• anadolunun bir yuce dagi
  • eski türkçede 1) atın dörtnala gitmesi, 2) atla yapılan ani saldırı
  • anadolunun gerçekten de yüce bir dağıymış. bugun olmasa da (bkz: ben bunu gördüm). eşsiz bir doğaya sahip, heryerden bitmiş küçük minik yeşil çamları görünce insanın keçi olası geliyo.
  • ankara sıcagında yazlık giysilerle gidip gecenin bir yarısı ılgaz dagına varınca kıcımız donduran,manzarası muheteşem ve özellikle bu mevsimde yemyeşil ormanlarıyla gidip görülesi hafta sonunu gecirilesi yer.üşenmeyip bir de ineboluya inilip denize girildi mi tam olur. lütfen dikkat (bkz: ayu cıkabülür), (bkz: kurt kapabülür) (bkz: daş düşebülür)
  • moğollar'ın 1968 senesinde püfür püfür bir hammond org düzenlemesiyle yorumladığı şarkı, türkü. 1968 hürriyet altın mikrofon yarışması sayesinde çıkardıkları kaleden kaleye şahin uçurdum 45'liğinin b yüzüdür.
  • çankırı ılgaz'da hindinin adı ibi, hindi yavrusu ise ibi cibisidir.

    çankırı ılgaz'ın ünlü ürünü sarı kılçık pirinç. tosya'nın da sarı kılçığı var görünüyor. zengin pirinci de derlermiş, çünkü içi bol katkılı olarak pişirmek gerekiyor: sarı kılçığı yemeği etli ve tereyağlı olmalıymış. fiyatı 8-9 tl gibiymiş. sofrada %100 verirmiş, bir bardağı tüm aileyi doyururmuş. sıvı yağ istemez. geleneğini ister. sarı kılçığı yaban hayvanı yiyemiyor. yiyen hayvanı beter kaşındırırmış. alıcının tosya pirinci yerine osmancık* satmamalarına da dikkat etmesi gerekirmiş.

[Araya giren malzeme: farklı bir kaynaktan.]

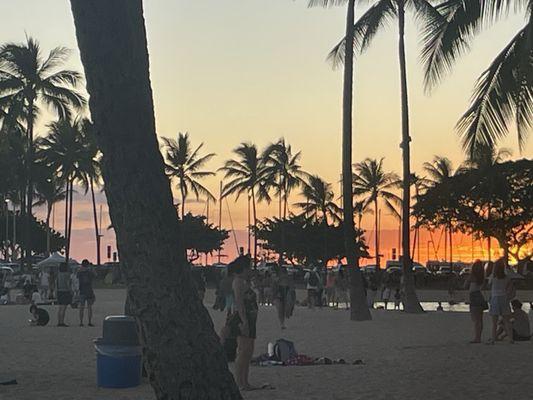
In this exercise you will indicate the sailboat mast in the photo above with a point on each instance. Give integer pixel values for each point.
(219, 215)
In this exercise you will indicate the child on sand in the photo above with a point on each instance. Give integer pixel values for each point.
(397, 299)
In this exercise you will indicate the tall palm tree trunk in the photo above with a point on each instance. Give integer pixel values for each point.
(188, 362)
(29, 171)
(96, 227)
(183, 196)
(376, 235)
(48, 214)
(359, 309)
(66, 212)
(411, 303)
(254, 213)
(450, 233)
(70, 217)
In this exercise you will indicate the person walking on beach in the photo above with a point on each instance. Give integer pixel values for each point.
(312, 280)
(330, 288)
(501, 286)
(281, 294)
(85, 278)
(341, 289)
(244, 321)
(520, 323)
(64, 293)
(476, 299)
(44, 284)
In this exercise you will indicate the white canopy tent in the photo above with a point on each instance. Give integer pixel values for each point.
(54, 261)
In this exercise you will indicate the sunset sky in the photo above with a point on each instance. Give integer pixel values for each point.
(249, 70)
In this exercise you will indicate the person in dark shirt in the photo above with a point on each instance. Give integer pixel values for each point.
(40, 316)
(85, 278)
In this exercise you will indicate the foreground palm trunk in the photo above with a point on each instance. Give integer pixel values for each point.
(182, 354)
(359, 309)
(411, 303)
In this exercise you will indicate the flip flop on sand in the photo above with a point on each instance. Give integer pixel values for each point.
(265, 386)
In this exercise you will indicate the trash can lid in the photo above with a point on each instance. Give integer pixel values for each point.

    çankırı ılgazlı birinden duydum, elle balık tutmak sanat gibiymiş. holta molta bilmezlermiş. şehir yani boğaz balıkçılığı ona çok farklı geliyormuş. oltalar karışır, kavga olur gibisine geliyor. memleketinde elle kilolarca balık tutarlarmış. 8-10 kişi birlikte, bağırış çağırış içinde. büyüklerin peşinden çocuklar da gider, sanatı büyüklerden deneyerek öğrenirlermiş. tek başına ve aşırı seyrek giderek tadı çıkmıyormuş. (bkz: elle balık tutmak/@ibisile)

    "ılgazlı sıvı yağ istemez, sevmez. (...) organik yeme, tadı koruma bilinci. salam sosise yatkın değil. her sabah bir kaşık pekmez yutması gerekir. bakkaldan nadiren peynir alır. eti de nadiren satın alır. ılgaz'da çok hindi beslerler. orada hindinin adı ibi, hindi yavrusu ise ibi cibisidir. evse kurban eti ve hindi eti buzlukta onu bekler. şehir eti, sevmeden seks yapmak gibi. doğa oksijeninin tadını özlüyor." mehmet ibiş - bakışlar mayalar tarihöncesi

    (bkz: gremse altın/@ibisile)
  • coğrafyası siker atar o kadar açık ve net konuşuyorum. geceleri bile cıvıl cıvıl öten kuş sesi, temiz havası, buz gibi kaynak suyu ise üzerine cilasını çeker.

    türkiye'nin supersonic tek tük yerlerinden de biridir aynı zamanda.
  • yaz aylarında dahi havası oldukça serindir,asla sıcaktan şikayet etmezsiniz ılgaz'da.hatta eski taş evlerde mayıs,haziran aylarına kadar soba kullanıldığı olur.doğası,havası,musluktan akan doğal suyu güzeldir.
    ılgazlıyım bu arada,postun içine bir miktar çam kokusu koydum.
  • öncelikle havası güzeldir. insanının çoğu göçmüştür. ya istanbuldadır ya ankara ya da çankırı. hayvancılık ve tarım en önemli gecim kaynağı iken günümüzde bitme noktasındadır. turizm yeteri kadar ilçeyi geliştirememiştir. konum itibari ile istanbul-samsun-ankara üçgeninde ve önemli bir konumda olmasına rağmen sanayi gelişmemiştir.

    naili baba mahlasını kullanan şair ılgazlıdır. şiirlerinin yayılmasını istememiştir. birçok şiiri tarihin derinliklerinde kaybolmuştur. aynı zamanda ılgazda bir caddeye ismi verilmiştir. yukarı mahalle mezarlığında yatmaktadır.

    (bkz: naili baba)

    yaşil beyaz renklere sahip bir futbol takımı vardır.

    (bkz: ılgazspor)

    vedat özdemiroğlunun memleketidir ayrıca ılgaz.

    (bkz: vedat özdemiroğlu)
  • içinde tarım bakanlığının oteli bulunan tesis. otel fena değildir, ama devlet oteli nihayetinde lavobolarından su gitmez, hafif sıkıcı bir koku sinmiştir filan.